15 dicembre 2015 ore 12:03, Americo Mascarucci
Ferrari e Alfa Romeo in pista, è il 'doppio gioco' di Marchionne?
Torna Alfa Romeo in Formula Uno? Probabilmente sì, almeno a sentire l'ad di Fca e presidente della Ferrari, Sergio Marchionne. 
"Il marchio Alfa Romeo è incredibile come resti nel cuore della gente. Proprio per questo stiamo pensando a un suo ritorno, come nostro competitore, alle corse, alla Formula 1". 

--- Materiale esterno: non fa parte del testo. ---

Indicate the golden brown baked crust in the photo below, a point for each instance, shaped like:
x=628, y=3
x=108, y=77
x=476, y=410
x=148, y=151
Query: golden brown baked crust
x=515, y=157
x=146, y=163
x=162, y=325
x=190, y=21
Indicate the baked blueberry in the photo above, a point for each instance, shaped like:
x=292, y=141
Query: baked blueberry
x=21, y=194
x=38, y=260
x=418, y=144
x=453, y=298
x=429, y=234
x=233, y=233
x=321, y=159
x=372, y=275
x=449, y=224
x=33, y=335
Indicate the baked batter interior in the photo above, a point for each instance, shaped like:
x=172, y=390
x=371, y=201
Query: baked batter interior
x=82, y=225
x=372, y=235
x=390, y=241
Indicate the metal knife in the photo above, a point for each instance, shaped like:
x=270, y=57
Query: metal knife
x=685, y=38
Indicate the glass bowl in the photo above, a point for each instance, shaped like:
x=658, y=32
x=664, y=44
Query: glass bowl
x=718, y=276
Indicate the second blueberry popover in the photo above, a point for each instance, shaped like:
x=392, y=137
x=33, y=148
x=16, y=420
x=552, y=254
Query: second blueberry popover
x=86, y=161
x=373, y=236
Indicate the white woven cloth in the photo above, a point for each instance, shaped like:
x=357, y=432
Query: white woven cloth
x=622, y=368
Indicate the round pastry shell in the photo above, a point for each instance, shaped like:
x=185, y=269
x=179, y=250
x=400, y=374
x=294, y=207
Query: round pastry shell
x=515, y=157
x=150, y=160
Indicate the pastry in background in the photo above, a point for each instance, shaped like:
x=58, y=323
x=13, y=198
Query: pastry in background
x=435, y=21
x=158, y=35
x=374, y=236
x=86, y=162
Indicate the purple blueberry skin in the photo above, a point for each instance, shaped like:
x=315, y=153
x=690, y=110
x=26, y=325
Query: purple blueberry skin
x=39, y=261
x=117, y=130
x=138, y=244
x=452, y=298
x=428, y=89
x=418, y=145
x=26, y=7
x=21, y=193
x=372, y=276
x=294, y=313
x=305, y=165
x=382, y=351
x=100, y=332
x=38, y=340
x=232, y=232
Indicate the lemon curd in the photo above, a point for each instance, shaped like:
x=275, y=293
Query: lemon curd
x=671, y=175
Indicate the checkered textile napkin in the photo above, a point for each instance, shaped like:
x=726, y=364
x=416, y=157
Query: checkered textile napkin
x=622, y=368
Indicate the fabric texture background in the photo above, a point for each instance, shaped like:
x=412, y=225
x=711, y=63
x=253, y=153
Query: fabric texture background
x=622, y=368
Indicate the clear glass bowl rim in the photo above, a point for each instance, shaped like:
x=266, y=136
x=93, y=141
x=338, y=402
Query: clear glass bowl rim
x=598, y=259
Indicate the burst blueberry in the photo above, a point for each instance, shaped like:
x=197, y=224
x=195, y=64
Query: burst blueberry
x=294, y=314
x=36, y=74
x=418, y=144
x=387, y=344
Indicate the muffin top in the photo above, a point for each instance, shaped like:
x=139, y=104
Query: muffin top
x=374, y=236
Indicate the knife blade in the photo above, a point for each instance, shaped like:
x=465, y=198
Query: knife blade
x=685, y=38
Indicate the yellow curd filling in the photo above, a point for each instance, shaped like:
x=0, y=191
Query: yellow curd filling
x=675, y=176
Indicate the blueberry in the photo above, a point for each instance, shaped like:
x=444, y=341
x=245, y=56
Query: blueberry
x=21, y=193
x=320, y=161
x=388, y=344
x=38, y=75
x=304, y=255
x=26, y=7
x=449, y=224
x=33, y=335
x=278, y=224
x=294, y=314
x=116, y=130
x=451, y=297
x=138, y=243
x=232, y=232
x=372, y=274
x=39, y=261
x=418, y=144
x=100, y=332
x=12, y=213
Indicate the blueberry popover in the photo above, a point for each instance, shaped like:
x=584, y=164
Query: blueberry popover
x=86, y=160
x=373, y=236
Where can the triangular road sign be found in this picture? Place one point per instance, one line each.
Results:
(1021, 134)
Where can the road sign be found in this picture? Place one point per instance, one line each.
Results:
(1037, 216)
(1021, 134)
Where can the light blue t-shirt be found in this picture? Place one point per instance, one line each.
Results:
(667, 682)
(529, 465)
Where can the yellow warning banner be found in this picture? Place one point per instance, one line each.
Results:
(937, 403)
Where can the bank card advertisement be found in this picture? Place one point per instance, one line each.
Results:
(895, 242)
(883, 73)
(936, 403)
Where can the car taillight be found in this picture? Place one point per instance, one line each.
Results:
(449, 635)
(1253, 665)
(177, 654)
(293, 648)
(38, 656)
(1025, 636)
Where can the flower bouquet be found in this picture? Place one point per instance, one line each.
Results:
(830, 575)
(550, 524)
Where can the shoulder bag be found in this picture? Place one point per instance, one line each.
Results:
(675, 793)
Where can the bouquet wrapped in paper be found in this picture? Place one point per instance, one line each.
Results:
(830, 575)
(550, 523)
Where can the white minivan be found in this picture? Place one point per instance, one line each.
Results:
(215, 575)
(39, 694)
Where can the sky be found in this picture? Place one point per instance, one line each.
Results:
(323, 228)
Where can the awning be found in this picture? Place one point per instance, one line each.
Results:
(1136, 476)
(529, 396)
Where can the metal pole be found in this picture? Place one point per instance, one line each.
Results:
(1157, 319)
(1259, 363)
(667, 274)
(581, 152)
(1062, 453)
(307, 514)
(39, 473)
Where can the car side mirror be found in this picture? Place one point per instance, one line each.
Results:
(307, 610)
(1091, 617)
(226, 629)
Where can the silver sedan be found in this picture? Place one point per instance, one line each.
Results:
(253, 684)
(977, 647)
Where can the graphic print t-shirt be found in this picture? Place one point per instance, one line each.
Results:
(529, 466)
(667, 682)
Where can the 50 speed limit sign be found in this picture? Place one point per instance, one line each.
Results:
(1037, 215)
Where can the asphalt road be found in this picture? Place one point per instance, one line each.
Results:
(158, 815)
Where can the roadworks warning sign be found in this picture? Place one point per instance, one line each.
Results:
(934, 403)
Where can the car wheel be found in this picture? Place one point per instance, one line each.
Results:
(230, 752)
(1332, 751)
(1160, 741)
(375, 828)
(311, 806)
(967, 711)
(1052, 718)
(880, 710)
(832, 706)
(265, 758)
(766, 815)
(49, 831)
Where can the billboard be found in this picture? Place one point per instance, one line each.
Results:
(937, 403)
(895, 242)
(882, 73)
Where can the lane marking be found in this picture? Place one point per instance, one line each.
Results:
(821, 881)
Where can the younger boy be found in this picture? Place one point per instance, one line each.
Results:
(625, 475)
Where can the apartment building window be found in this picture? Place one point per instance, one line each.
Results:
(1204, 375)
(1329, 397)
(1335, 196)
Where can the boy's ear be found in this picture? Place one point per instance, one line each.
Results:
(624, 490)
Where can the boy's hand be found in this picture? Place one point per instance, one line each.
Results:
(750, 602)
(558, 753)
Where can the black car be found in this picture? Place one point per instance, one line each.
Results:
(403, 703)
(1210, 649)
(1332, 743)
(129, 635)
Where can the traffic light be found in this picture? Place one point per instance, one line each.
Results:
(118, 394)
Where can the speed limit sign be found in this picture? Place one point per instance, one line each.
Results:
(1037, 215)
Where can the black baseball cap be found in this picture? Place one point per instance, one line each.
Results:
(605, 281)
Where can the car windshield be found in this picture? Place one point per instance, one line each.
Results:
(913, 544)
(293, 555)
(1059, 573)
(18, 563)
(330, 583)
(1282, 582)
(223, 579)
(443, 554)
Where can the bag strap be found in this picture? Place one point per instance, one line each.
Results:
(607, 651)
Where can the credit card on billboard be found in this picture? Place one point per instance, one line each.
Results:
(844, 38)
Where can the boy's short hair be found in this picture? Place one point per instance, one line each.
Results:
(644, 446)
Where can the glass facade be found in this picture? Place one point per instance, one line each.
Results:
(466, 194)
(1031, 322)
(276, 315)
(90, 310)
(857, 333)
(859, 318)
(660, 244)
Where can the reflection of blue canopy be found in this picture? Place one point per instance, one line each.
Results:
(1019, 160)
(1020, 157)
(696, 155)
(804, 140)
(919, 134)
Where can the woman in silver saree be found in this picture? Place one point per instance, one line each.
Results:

Marchionne dunque è convinto che questa sia la strada giusta. Il marchio Alfa Romeo fu attivo in Formula 1 dal 1950 al 1985, e come fornitore di motori fino al 1988. Vinse l'edizione 1950 con la 158 e Nino Farina e nel '51 la 159 di Juan Manuel Fangio. In totale ha disputato 110 gare ottenendo 11 vittorie.
"E' importante che l'Alfa Romeo torni - ha poi aggiunto - Sarà un competitore in più". 
Marchionne queste parole le avrebbe pronunciate durante la conferenza stampa per lo scambio degli auguri natalizi con la stampa specializzata. Tuttavia pur essendo state riprese dalla stragrande maggioranza dei media, c'è chi ha fatto notare che le dichiarazioni sarebbero state pronunciate informalmente al termine della conferenza e dunque non avrebbero un carattere di ufficialità. Si sarebbe trattato più di una conversazioni amichevole fra il manager e i giornalisti. Ad ogni modo Marchionne non le ha smentite. 

Forse il ritorno dell’Alfa Romeo rappresenta il preludio per un’uscita di scena della Ferrari? Ipotesi che Marchionne, questa sì ufficialmente e a microfoni aperti,  non esclude del tutto ma che giudica altamente improbabile.  
"Che la Ferrari lasci la Formula 1 è un'ipotesi possibile ma molto improbabile. Se non ci vogliono noi ce ne andiamo". Il presidente della scuderia di Maranello si toglie pure i sassolini dalle scarpe sul Mondiale da poco concluso: "Il 2015 è stata una grandissima stagione. La squadra c'era, la macchina c'era, potevamo fare di più. Ma abbiamo commesso alcuni errori in un paio di gare, ma fondamentalmente sono estremamente soddisfatto. Considerando da dove siamo partiti all'inizio della stagione, che è il vero punto di riferimento. Fare i conti a dicembre, dire quanto siamo bravi adesso – prosegue -  non ha senso. Bisogna vivere nel terrore fino alla prima gara, in Australia quando si capirà se abbiamo raggiunto o superato la Mercedes". 
Eh sì, perché proprio la Mercedes rimane il principale avversario da battere. E avere un "doppio gioco" in pista tornerebbe utile a Marchionne, che ha comunque espresso soddisfazione per la stagione passata, e per i due piloti Raikkonen e Vettel. Sul tedesco ha detto: "Appena arrivato qui, era già più ferrarista di quando Alonso è andato via". 
Alla fine una stilettata all'ex pilota uscito polemicamente da Maranello ci sta proprio tutta.